Ford’s next cavalry picture, She Wore a Yellow Ribbon, made these qualities even more central. The actions in the film were very minor: it was about cycles of life, people and horses traversing the landscape, and accountability in not placing blames or making excuses.

As Yellow Ribbon was being filmed in Monument Valley during the fall of 1948, the Communists were winning the civil war in China. My family packed, and soon we left Shanghai. I think I might have missed the cinemas as much as our home. At the rail of the freighter taking us to Hong Kong, my brother and I wondered if we were to see any of those movies in production that we had been tracking for months, especially Howard Hawks’ Red River and Ford’s Yellow Ribbon. But, Hollywood, of course, was everywhere. A year later, we arrived in Paris: there were cinemas, and cinemas.

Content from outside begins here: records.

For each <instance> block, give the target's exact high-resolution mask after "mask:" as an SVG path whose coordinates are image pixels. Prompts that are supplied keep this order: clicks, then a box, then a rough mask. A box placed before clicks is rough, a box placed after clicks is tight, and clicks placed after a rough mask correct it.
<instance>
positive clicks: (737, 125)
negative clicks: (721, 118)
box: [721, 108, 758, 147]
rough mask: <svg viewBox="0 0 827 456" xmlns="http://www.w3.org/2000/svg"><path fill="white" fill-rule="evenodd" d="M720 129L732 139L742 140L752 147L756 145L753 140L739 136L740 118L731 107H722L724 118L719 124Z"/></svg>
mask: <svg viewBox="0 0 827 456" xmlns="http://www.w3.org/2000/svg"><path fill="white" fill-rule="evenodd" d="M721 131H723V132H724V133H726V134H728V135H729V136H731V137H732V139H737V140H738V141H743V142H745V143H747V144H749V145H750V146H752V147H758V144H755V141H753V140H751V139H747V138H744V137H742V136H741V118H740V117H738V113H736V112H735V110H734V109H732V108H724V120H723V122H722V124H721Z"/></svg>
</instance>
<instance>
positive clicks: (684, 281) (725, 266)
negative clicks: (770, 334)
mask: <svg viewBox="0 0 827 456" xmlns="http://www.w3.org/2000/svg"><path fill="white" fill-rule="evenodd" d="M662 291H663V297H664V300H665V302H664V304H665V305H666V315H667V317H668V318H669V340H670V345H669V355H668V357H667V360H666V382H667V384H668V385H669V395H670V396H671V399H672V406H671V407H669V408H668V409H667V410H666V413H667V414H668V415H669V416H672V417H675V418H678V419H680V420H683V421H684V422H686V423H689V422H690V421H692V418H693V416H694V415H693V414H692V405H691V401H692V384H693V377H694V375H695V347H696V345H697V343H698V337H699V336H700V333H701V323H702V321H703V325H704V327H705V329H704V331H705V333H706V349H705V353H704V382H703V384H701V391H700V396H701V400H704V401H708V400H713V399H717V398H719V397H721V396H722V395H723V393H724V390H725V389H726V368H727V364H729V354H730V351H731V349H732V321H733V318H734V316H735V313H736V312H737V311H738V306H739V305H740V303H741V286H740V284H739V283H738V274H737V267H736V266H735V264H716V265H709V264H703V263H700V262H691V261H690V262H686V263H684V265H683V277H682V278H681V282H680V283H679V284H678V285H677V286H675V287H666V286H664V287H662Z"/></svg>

So, we caught Yellow Ribbon at the second-run Ciné Boul’Mich, in the Latin Quarter, as La Charge héroïque, dubbed in French. John Wayne said: “Ne vous excusez jamais! C’est un signe de faiblesse.” I took it to mean (with elementary French comprehension, and a good understanding of Ford’s imagery): if one does not do what is right to start with, apologies would not be of much use afterwards. Or: as our actions are the result of us taking responsibility for ourselves, there is no one else to blame, and no one to apologize to. It was 1950, I turned 14, St.-Germain-des-Prés, where the existentialists roosted, was just around the corner.